Magari arrivo un po’ in ritardo. Ma ho voluto pensarci e capire cosa ne pensavano amici che ho sentito tutti molto preoccupati per quanto accaduto giovedì sera da Santoro e per le conseguenze che ne potrebbero derivare. Personalmente, non credo molto allo spostamento di voti come esito immediato delle performance televisive. A medio-lungo termine la tv incide eccome, a breve o brevissimo non lo credo. Quindi lascerei le storie del recupero prodigioso di Berlusconi ai Sallusti, Feltri, Gelmini che a raccontare balle sono così abituati da crederci loro stessi e mi occuperei d’altro, senza ovviamente abbassare la guardia e trascurare i pericoli.

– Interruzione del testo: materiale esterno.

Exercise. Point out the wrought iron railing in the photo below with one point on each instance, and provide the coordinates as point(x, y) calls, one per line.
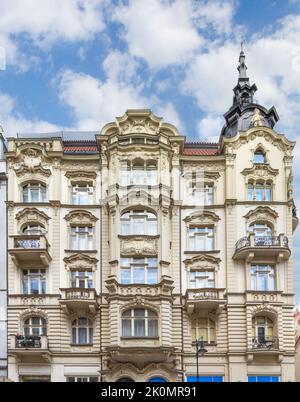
point(265, 343)
point(28, 341)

C’è invece un aspetto di ciò che ho visto giovedì sera che mi preoccupa molto e che mi sembra sia stato trascurato nei commenti. Si tratta della qualità dello spettacolo. Uno spettacolo più che brutto, indecoroso, triste, vecchio, più che provinciale, strapaesano. Scritto male e recitato peggio, con dei buchi e degli errori drammaturgici clamorosi: che senso ha mettere in scena una brava interprete come la Costamagna e non darle una parte? Che cosa significa parlare per mezz’ora di riforma della Costituzione senza che ci sia qualcuno che ricorda che le riforme costituzionali richiedono il consenso dei due terzi del Parlamento e non la semplice maggioranza? Uno spettacolo sciocco, incline tanto al volgare quanto al puerile, in cui il protagonista prima si concede il gesto osceno del pulire la sedia su cui è stato seduto il suo avversario (come faceva Borghezio con i sedili del treno su cui erano passate le donne extracomunitarie), e poco dopo, per rispondere a un epiteto offensivo, ricorre alla formula “chi lo dice sa di esserlo”.
Giuro che non credevo alle mie orecchie: non sentivo quella frase dal tempo delle mie scuole elementari e – ahimè – sono passati un po’ di anni. Eppure una simile baracconata il pubblico in massa se l’è bevuta tutta d’un fiato e fino alla fine, con il picco d’ascolto a mezzanotte, senza ribellarsi, anzi regalandole record di ascolto, vivendola. Ecco, questo è quello che più mi preoccupa, non in chiave elettorale ma politica. Anche se, come penso e spero, non sarà la serata di giovedì a decidere le elezioni, l’idea che quella serata sia stata vissuta come l’autobiografia della nazione (la definizione è di Formigli), mi dice che chi governerà avrà un compito ben arduo per riportare la nazione sulla strada della maturità civile.